JAKARTA – Sejarah hari ini, 340 tahun yang lalu, 29 Agustus 1682, armada maskapai dagang Belanda VOC dan Kesultanan Banten mendarat di Lampung. Kedatangan kedua armada dalam rangka serah terima kekuasaan perdagangan rempah (lada) di Lampung kepada VOC. Penyerahan itu sebagai hadiah.

Namun, agenda itu tak berjalan baik. VOC gagal memonopoli lada setempat. Sebab, tak semua penguasa Lampung langsung tunduk kepada Sultan Haji yang notabene anak dari penguasa sebelumnya, Sultan Ageng Tirtayasa.

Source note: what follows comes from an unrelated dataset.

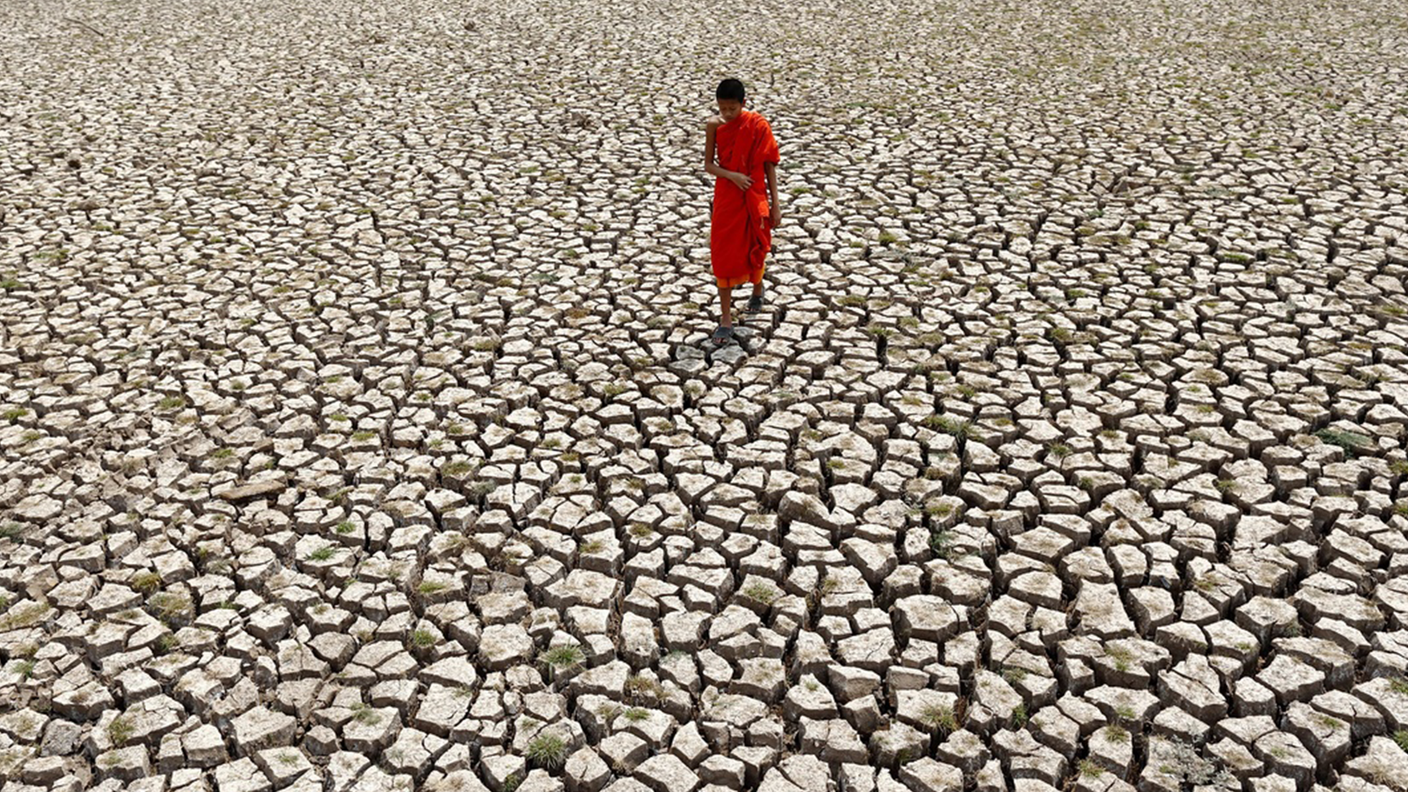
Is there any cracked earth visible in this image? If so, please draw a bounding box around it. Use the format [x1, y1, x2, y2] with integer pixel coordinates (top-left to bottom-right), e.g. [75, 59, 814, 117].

Siasat perang acap kali dipilih VOC untuk menguasai perdagangan rempah di Nusantara. VOC percaya diri ajian perang dapat memberi efek jera kepada musuh. Kemudian, monopoli perdagangan dapat berlangsung. Nyatanya siasat itu kurang efektif.

Pengeluaran VOC membekak karenanya. Belum lagi jatuhnya korban yang membuat kekuatan VOC menurun. Alih-alih untung, malah VOC buntung. Siasat pun diubah. VOC maju dengan siasat baru yang lebih jitu. Minim keluar dana pula, dibanding menggelorakan perang. Devide et Impera (adu domba), namanya.

Perdagangan lada di Nusantara pada masa kolonial Belanda. (Wikimedia Commons)

Politik adu domba itu bawa VOC kepada puncak kejayaan. Bahkan yang belum pernah terpikirkan sebelumnya oleh penjajah. VOC tinggal mencari pihak-pihak yang berseteru pada suatu wilayah. Mereka datang bak sahabat lama. Salah satu pihak didekati.

VOC menawarkan segala macam bantuan. Rata-rata ajian itu berhasil. Banyak yang tergiur. Sultan Haji, misalnya. Ia sedang berkonflik dengan ayahnya, Sultan Ageng Tirtayasa paling membutuhkan bantuan Belanda. Sultan Haji menjadikan Belanda sebagai sekutu.

“Dengan senjata ampuhnya yang terkenal di dalam Sejarah Indonesia dengan nama Devide et Impera atau politik pecah-belah, akhirnya kaum penjajah Belanda dapat menguasai baik Kerajaan Banten maupun Kerajaan Mataram.”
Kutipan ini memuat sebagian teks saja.